Singer, who worked in Japan for 14 years as a research fellow at Kyoto University and as a teacher of Japanese art history before joining LACMA in 1988, spent four years cajoling and begging for the 300 pieces in the show, including 47 that are classified by the Japanese government either as official "national treasures" or as important and fragile enough to require government permission to travel outside Japan.

"I asked for all the great things that I've seen in 25 years," he said in a recent interview in the exhibition galleries. "I called in all my chits. I think I got 98% of everything I asked for. I got things I really didn't expect."

Visitors, however, will only see half of what Singer garnered, unless they come to the gallery more than once. The Japanese have set six weeks as the limit that almost all their pieces can remain on exhibition in Washington. The Japanese are so concerned about the sensitivity of the pieces to light, Singer said, that "they only bring them out for a few days every year in Japan."

Gallery workers will start removing pieces and substituting similar ones in early January. The exhibition will be almost completely different by Jan. 12. That may cause some confusion. A visitor this week may be puzzled by the failure to find the 17th century Hikone screen featured on the cover of Singer's massive catalog. The screen, which has never before left Japan, will not emerge in the exhibition until January.

"It's like having two exhibitions in one," said Singer. "It's great for curators."


The Edo period takes its name from the town of Edo, which served as the military headquarters for the shoguns while figurehead emperors remained in the imperial capital of Kyoto.

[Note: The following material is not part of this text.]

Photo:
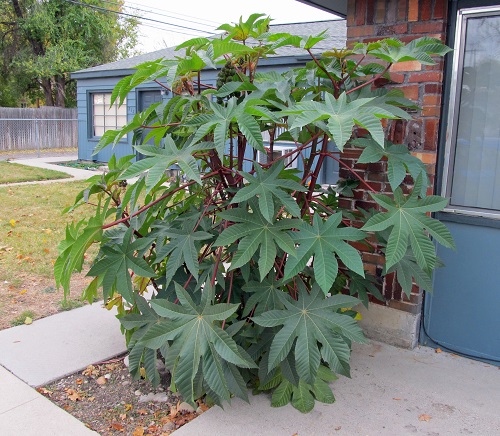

The shogun Tokugawa Ieyasu had expelled the Christian missionaries, and his successors tried to keep Japan isolated from the rest of the world. This shut out most Western influence at a time of growth and exuberance. Encouraged by an emerging, wealthy merchant class that wanted, and could pay for, stylish objects for beauty and prestige, the arts flourished throughout Japan.

In a time of rapid urbanization, the population of Edo soared, reaching more than a million in 1720, probably making it the largest city in the world. Although other Japanese cities also prospered and produced a bounty of art, the city of Edo dominated and stamped its name on the era. The authority of the shogun weakened in the mid-19th century, partly because the shogun of the time accepted American demands to open up Japanese trade. The power of the emperor was restored in 1868, and the imperial court moved to Edo and changed the city's name to Tokyo or "eastern capital."

Organizing the exhibition posed problems for Singer because of the extent and variety of the Edo period. "It's like doing a show in Western art from the Renaissance to the modern age," he said.

Rather than separate the objects by art forms--putting porcelain, textiles and woodblock prints, for example, in different rooms, Singer decided to divide the exhibition by themes: ornament; samurai; work; religion and festivals; travel, landscape and nature; and entertainment.

"The Japanese do not separate fine art and decorative art," said Singer. "That's a Western idea. In Japan, there is no distinction." The same artist might paint porcelain as well as a scroll, and Singer wanted both works in the same room.